Algorithms 1 - Week 1 - Introduction and MergeSort

Going through the self paced course Algorithms: Design and Analysis, given by Stanford.

The first week included a course introduction, Big-O notation and a programming assignment including the implementation of the MergeSort algorithm (my code can be found here).

“Perhaps the most important principle for the good algorithm designer is to refuse to be content.”

(Aho, Hopcroft, and Ullman, The Design and Analysis of Computer Algorithms, 1974)

I.e.; can we do better?

Course Topics

Vocabulary

Big-O notation and other lingo to understand and analyse algorithms.

Divide and conquer algorithms

Break problem into sub problems that are resolved recursively and then recombined into a solution to the original problem.

Randomization in algorithm design

A randomized algorithm is (pseudo-)non-deterministic in how it handles a fixed input.

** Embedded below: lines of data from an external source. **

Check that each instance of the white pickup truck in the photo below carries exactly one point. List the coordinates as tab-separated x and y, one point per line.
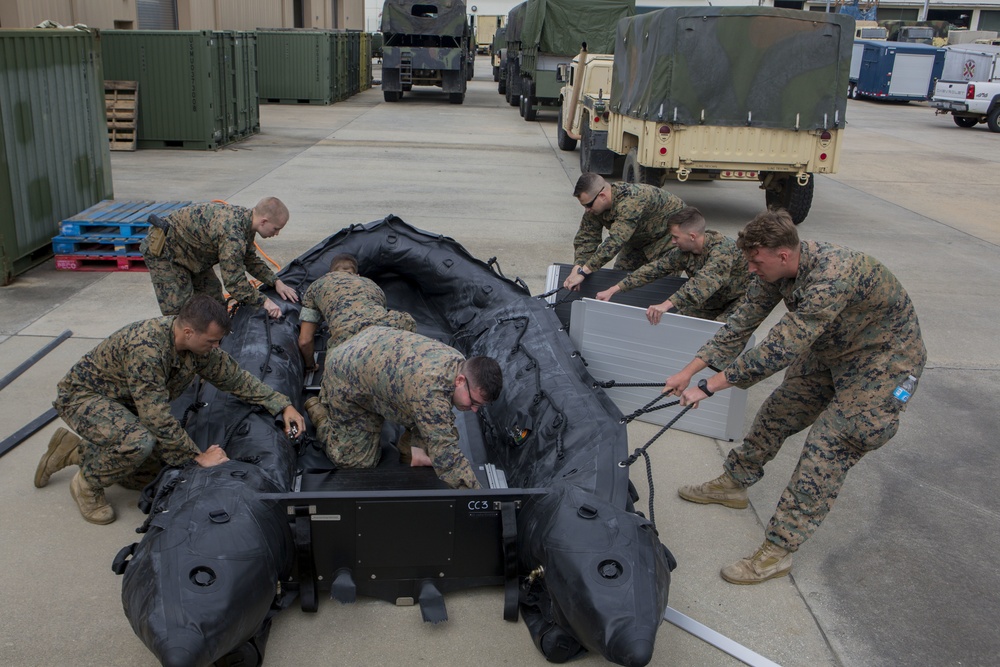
969	102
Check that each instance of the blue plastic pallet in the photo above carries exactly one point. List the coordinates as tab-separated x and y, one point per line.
96	245
117	218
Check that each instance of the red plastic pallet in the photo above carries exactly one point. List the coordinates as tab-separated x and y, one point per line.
99	263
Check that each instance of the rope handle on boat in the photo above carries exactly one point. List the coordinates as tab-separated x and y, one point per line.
645	455
608	384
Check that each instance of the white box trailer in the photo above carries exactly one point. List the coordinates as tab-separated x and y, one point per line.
971	62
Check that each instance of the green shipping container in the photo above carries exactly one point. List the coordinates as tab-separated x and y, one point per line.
295	66
188	91
54	154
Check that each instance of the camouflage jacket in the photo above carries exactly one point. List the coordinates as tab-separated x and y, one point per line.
349	303
408	379
846	314
637	217
203	235
139	367
717	277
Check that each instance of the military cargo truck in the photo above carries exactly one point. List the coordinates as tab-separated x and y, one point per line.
583	113
486	28
541	34
426	43
749	94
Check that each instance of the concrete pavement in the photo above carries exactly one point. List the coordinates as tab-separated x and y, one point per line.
900	573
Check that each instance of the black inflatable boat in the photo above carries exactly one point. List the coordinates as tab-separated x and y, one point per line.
225	548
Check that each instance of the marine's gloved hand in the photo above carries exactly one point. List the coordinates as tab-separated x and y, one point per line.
212	456
285	292
294	422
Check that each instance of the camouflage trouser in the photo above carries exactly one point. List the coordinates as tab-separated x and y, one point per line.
834	444
116	447
352	439
174	284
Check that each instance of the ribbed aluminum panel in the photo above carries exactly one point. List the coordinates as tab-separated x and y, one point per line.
54	155
619	344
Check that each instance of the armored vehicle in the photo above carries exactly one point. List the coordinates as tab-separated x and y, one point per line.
541	34
426	44
750	94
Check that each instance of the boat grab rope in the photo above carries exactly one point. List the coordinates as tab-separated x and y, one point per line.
641	451
560	423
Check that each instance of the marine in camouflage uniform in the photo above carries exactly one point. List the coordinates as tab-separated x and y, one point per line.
635	216
117	398
182	258
849	338
387	374
717	277
349	303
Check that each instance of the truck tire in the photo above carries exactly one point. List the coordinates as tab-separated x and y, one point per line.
993	118
786	193
633	172
530	113
562	139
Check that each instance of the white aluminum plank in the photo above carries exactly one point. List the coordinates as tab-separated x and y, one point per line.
618	343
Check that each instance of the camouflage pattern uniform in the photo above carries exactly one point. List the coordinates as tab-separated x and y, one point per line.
199	237
409	379
718	277
636	224
850	336
117	398
349	303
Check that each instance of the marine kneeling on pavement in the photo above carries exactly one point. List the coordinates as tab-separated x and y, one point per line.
852	352
117	397
384	373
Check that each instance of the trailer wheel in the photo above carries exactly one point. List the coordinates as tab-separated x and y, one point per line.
633	172
993	118
563	139
785	192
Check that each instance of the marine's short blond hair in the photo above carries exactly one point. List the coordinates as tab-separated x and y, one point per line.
689	219
273	209
770	229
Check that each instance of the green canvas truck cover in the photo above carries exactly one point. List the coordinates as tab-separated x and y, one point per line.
556	26
425	17
733	66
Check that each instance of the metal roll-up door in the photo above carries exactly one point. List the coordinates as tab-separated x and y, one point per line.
157	14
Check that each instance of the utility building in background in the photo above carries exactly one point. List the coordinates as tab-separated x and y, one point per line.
186	14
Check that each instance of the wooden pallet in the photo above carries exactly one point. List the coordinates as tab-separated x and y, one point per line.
121	99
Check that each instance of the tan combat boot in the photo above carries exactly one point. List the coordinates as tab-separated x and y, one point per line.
316	411
63	451
768	562
93	505
723	490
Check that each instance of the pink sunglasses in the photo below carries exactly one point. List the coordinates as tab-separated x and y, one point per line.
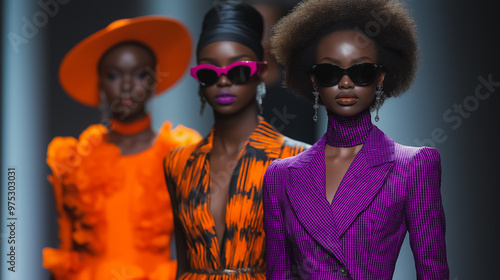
238	73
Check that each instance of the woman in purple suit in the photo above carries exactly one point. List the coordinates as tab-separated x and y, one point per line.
341	209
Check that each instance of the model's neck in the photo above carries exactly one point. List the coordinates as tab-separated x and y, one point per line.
348	131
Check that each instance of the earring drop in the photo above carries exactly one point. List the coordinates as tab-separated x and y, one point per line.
203	102
103	108
379	93
316	105
261	94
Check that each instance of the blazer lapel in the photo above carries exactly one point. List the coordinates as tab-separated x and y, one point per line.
363	180
303	189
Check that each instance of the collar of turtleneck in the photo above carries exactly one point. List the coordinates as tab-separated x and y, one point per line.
348	131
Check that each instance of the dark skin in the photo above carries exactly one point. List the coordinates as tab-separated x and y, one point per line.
344	99
234	123
127	85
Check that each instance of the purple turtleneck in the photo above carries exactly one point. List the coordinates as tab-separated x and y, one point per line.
348	131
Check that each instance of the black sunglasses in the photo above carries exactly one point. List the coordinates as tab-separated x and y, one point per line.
329	75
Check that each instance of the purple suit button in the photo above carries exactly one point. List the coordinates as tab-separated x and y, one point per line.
343	271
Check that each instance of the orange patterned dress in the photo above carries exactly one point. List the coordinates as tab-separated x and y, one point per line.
187	171
115	218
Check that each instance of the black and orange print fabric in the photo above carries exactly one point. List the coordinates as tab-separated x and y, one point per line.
243	246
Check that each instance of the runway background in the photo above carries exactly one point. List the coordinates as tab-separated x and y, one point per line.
449	107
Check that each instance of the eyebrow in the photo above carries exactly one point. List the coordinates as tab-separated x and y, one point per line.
356	60
232	59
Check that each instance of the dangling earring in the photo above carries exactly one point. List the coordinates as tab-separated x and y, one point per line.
316	105
103	107
203	102
379	95
261	93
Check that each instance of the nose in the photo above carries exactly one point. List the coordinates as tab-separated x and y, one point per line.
126	83
223	81
346	82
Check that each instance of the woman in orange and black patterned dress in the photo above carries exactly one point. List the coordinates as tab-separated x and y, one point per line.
216	184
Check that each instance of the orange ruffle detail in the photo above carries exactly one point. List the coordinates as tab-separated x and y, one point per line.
60	262
93	184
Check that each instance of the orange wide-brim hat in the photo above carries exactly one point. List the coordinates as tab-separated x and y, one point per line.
168	38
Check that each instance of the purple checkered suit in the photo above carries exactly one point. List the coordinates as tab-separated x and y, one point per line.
388	190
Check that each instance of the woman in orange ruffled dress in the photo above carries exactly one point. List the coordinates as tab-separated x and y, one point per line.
115	217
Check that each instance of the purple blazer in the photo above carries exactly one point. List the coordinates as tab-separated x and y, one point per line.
389	189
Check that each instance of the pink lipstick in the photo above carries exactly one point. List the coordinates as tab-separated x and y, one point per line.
225	97
346	98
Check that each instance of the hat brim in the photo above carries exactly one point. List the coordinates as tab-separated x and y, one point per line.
168	38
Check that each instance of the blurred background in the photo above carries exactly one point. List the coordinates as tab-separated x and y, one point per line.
451	107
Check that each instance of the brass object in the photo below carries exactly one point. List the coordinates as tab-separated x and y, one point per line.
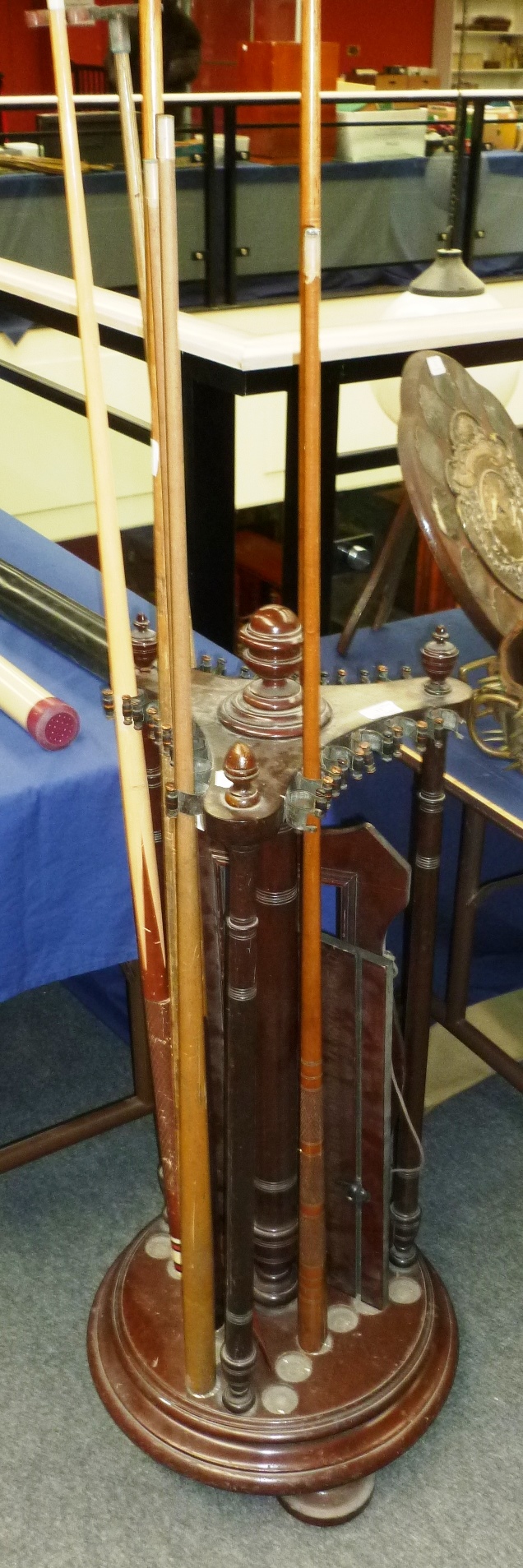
489	497
495	715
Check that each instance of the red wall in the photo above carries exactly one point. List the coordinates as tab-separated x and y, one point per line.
25	52
387	34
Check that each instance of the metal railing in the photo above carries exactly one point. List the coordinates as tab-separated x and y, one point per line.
220	184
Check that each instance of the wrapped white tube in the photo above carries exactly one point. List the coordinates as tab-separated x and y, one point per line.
46	717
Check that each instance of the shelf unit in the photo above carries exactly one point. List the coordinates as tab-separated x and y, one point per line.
490	43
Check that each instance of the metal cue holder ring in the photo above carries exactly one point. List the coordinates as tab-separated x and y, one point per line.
46	717
495	715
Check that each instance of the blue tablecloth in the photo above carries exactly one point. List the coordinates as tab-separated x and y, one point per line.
65	902
63	872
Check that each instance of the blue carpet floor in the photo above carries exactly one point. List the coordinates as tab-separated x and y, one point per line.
74	1493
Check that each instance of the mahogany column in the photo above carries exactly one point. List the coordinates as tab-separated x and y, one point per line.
276	1163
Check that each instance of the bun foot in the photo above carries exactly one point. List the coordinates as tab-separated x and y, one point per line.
331	1507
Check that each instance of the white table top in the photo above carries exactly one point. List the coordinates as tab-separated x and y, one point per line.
266	337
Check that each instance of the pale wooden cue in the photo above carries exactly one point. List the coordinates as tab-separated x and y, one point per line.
119	43
131	750
312	1220
197	1281
150	67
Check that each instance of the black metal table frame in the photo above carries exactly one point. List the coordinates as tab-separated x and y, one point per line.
209	422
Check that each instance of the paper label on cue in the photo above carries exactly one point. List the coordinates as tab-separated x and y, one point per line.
381	710
312	254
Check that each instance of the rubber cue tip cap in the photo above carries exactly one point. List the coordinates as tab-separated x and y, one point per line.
52	724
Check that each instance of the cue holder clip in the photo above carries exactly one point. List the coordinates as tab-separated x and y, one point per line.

Counterintuitively, it oftentimes leads to elegant and faster solutions to problems.

Primitives for reasoning about graphs

Knowledge of cheap algorithms for analyzing graph properties.

Use and implementation of data structures

Balanced binary search trees
Hash tables

Skills you’ll learn

Become a better programmer
Sharpen your mathematical and analytical skills
Start “thinking algorithmically”
Literacy with computer science’s “greatest hits”
Ace your technical interviews

Recommended Resources

Mathematics for Computer Science (Lehman, Leighton) to brush up on math as needed.

Guiding principles for reasoning about algorithms

1. Worst Case Analysis

We don’t have to know the exact runtime for the algorithm in a specific case, as long as we know the theoretical worst case, we can use that to choose between algorithms.

This means though, that there might be cases when a theoretically worse algorithm in practice achieve better results due to the specific data.

Alternatively (or rather, additionally), an “average case” analysis can be made, as well as using some specific benchmarks inputs that are representative of the specific problem domain you are in.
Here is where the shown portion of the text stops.